Liberty and Tyranny: A Conservative Manifesto
Liberty and Tyranny: A Conservative Manifesto was released on March 24, 2009, and became a No. 1 New York Times best seller for eleven of twelve weeks, as well as No. 1 on Nielsen's BookScan. It comes in at No. 2 on Amazon.com's list of bestselling books of 2009. The book includes discussion of a variety of issues that, according to Levin, need to be addressed in the United States.
Liberty and Tyranny has sold over one million copies according to Threshold Editions, the book's publisher. Former federal prosecutor Andrew C. McCarthy wrote of
Liberty and Tyranny in
The New Criterion:
We are in the high tide of America’s Leftist ascendancy: the Obama evisceration of individual freedom and installation of authoritarian collectivism...at warp speed, driven by an ambition that would have made Woodrow Wilson and FDR blush. Against this tidal wave, Levin offers not so much a defense as a plan of attack, a clarion call to roll back the seas of Change.
Taking a contrary view, Steve Almond of
Salon wrote that
the tantalizing beauty of a Mark Levin's text resides precisely in this ability to attribute any crisis of State to its nefarious indulgences. The current economic meltdown, for instance, should not be blamed on the psychotic greed of Wall Street, but on the State's deranged need to throw money at the poor and undeserving.

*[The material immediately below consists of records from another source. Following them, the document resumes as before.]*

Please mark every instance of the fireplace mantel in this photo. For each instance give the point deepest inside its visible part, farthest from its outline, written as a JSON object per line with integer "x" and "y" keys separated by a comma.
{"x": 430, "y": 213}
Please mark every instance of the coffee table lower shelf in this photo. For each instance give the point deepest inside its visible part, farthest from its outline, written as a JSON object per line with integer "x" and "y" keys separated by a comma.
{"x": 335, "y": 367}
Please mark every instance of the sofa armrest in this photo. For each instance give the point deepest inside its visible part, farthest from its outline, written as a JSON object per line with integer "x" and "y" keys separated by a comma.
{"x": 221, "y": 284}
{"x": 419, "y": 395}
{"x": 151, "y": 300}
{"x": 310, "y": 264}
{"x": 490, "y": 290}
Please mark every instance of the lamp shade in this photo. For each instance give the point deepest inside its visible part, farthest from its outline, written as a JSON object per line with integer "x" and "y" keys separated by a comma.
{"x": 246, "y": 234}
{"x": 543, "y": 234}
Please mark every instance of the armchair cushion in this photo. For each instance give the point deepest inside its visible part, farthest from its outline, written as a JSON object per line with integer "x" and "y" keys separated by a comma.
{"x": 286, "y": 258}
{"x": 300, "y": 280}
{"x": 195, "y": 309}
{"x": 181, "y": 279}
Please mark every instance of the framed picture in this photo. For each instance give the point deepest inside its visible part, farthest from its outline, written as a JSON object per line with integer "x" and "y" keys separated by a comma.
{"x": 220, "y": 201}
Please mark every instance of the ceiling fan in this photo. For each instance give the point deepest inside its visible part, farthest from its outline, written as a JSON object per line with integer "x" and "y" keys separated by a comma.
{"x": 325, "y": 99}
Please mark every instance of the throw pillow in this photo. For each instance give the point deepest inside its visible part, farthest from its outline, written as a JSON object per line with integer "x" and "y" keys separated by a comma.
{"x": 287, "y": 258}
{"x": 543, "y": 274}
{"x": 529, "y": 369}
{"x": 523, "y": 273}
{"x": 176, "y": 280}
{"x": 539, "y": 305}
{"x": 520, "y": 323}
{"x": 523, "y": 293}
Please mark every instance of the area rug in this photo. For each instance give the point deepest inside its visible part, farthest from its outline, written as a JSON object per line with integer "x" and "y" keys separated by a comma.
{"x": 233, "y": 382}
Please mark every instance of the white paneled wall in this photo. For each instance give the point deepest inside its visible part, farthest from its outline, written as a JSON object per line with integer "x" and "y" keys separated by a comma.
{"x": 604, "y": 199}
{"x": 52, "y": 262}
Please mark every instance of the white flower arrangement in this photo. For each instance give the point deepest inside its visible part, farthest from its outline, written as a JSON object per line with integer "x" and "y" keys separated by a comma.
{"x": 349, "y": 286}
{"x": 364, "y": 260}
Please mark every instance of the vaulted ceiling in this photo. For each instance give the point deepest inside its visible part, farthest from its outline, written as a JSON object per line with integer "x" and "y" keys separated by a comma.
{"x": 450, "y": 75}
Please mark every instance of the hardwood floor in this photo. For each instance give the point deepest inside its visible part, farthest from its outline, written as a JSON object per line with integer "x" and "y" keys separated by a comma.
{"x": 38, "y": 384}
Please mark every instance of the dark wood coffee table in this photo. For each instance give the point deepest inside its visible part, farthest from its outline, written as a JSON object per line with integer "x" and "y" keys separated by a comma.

Rescuing Sprite: A Dog Lover's Story of Joy and Anguish
In 2007, Levin released a book about his dogs, Pepsi and Sprite. Specifically, the book was about Sprite, a Spaniel mix that his wife and son persuaded him to adopt from the local shelter in 2004. The book was titled
Rescuing Sprite: A Dog Lover's Story of Joy and Anguish.
Rescuing Sprite chronicles Sprite’s health deterioration in 2006 and how Levin and his family dealt with their loss.
Men In Black: How The Supreme Court is Destroying America
Levin authored the bestselling book,
Men In Black: How The Supreme Court Is Destroying America in 2005, in which Levin advanced his thesis that activist judge on the Supreme Court (from all parts of the political spectrum) have "legislated from the bench." In her review of
Men in Black,
Slate magazine's legal correspondent and Canadian journalist Dahlia Lithwick wrote that "no serious scholar of the court or the Constitution, on the ideological left or right, is going to waste their time engaging Levin's arguments once they've read this book." In contrast, a review in the
Defense Counsel Journal described
Men in Black as “a forceful indictment of what Levin identifies as an increasingly 'activist' court for amending our national Constitution in the guise of construing it.”